SQL is widely used in Tableau, though like Sheets, it is technically a different language-VisQL, but it is functionally very similar. It is used to filter and preprocess data before it gets visualized, but one of my favorite use cases is letting users dynamically select metrics.
This allows the user-selection to be reflected in the dashboard.
Click here to see this project in action.
For those who are more interested in other data viz tools, it is used in many platforms, from PowerBI to Looker, to Qlik, SQL has a use.
Amazon, Google, IBM, Oracle, Snowflake, and undoubtedly more-in short functionally every cloud provider-has product offerings which use SQL to manage relational databases and data warehouses in the cloud.
For example, Google uses SQL in it's BigQuery and Cloud SQL to manage data and even build and deploy ML models with BigQuery and VertexAI, not only using SQL, but adding more functionality that typically is reserved for other languages, allowing more seamless data analysis to be conducted, while leveraging the ever popular strengths of cloud computing.
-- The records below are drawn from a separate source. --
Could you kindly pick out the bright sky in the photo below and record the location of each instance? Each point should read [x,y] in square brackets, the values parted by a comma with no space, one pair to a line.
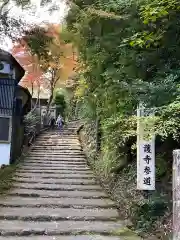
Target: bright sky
[37,15]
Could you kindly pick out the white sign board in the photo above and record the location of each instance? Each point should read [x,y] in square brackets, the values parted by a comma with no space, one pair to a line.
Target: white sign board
[145,155]
[176,194]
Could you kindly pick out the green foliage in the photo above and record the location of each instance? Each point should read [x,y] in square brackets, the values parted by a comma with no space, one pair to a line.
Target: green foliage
[60,102]
[31,121]
[38,42]
[129,52]
[147,212]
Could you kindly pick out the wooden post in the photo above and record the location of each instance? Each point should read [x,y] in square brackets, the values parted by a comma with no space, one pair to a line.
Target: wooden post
[145,154]
[176,194]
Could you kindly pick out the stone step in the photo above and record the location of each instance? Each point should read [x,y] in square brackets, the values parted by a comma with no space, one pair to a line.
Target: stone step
[76,237]
[56,202]
[21,228]
[56,181]
[61,156]
[57,187]
[67,160]
[54,167]
[57,164]
[57,214]
[62,147]
[56,173]
[55,176]
[56,194]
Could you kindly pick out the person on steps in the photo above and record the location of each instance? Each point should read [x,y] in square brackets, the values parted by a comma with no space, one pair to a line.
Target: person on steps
[53,122]
[60,123]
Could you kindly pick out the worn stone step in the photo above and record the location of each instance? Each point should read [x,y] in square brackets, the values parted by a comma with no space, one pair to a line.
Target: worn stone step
[56,181]
[75,237]
[53,175]
[60,165]
[55,147]
[55,168]
[56,194]
[56,151]
[56,202]
[57,214]
[56,173]
[56,160]
[21,228]
[59,156]
[57,187]
[65,156]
As cloud computing continues to grow and more and more companies shift to them, SQL will remain useful, for many use case across many platforms.
Being able to be used in Data Visualization, Spreadsheets, and Cloud Computing, SQL has a place in much of the day to day work in Data Science, and given its Versatility, wide use, and clean syntax that's not changing anytime soon. Despite being made in the 1970s, SQL is a proven pillar of Data Science that is here to stay.
Many may be asking why I haven’t included the fact that SQL can be used in Python or R. While that is true, and can help lead to cleaner syntax, there are significant drawbacks that make me hesitant to recommend it. While setup is easy:
#Python
import sqldf
query = '''SELECT * FROM dataframe LIMIT 5'''
print(sqldf.run(query))
#R
library(sqldf)
sqldf("SELECT * FROM dataframe LIMIT 5")
When using this, performance takes a hit. Behind the scenes, the dataframe is being loaded into a temporary SQL database for the query to be ran against, which is going to add overhead. And in addition to that, not all functions work properly, for example, adding or dropping a column doesn’t work. So to work around that, two tables must be made and then merged:
#sqldf
new_df = pd.dataframe({'New_Column': new_column_values})
query = '''SELECT * FROM df LEFT JOIN new_df ON df.index = new_df.index'''
df = sqldf.run(query)
#pandas
df['new_column'] = new_values
The whole point of doing this is to have cleaner and easier to read syntax, and this work around defeats the whole point.
Therefore, while SQL has amazing uses, I don't think this is one of them, and can't recommend using SQL in either Python or R in most circumstances.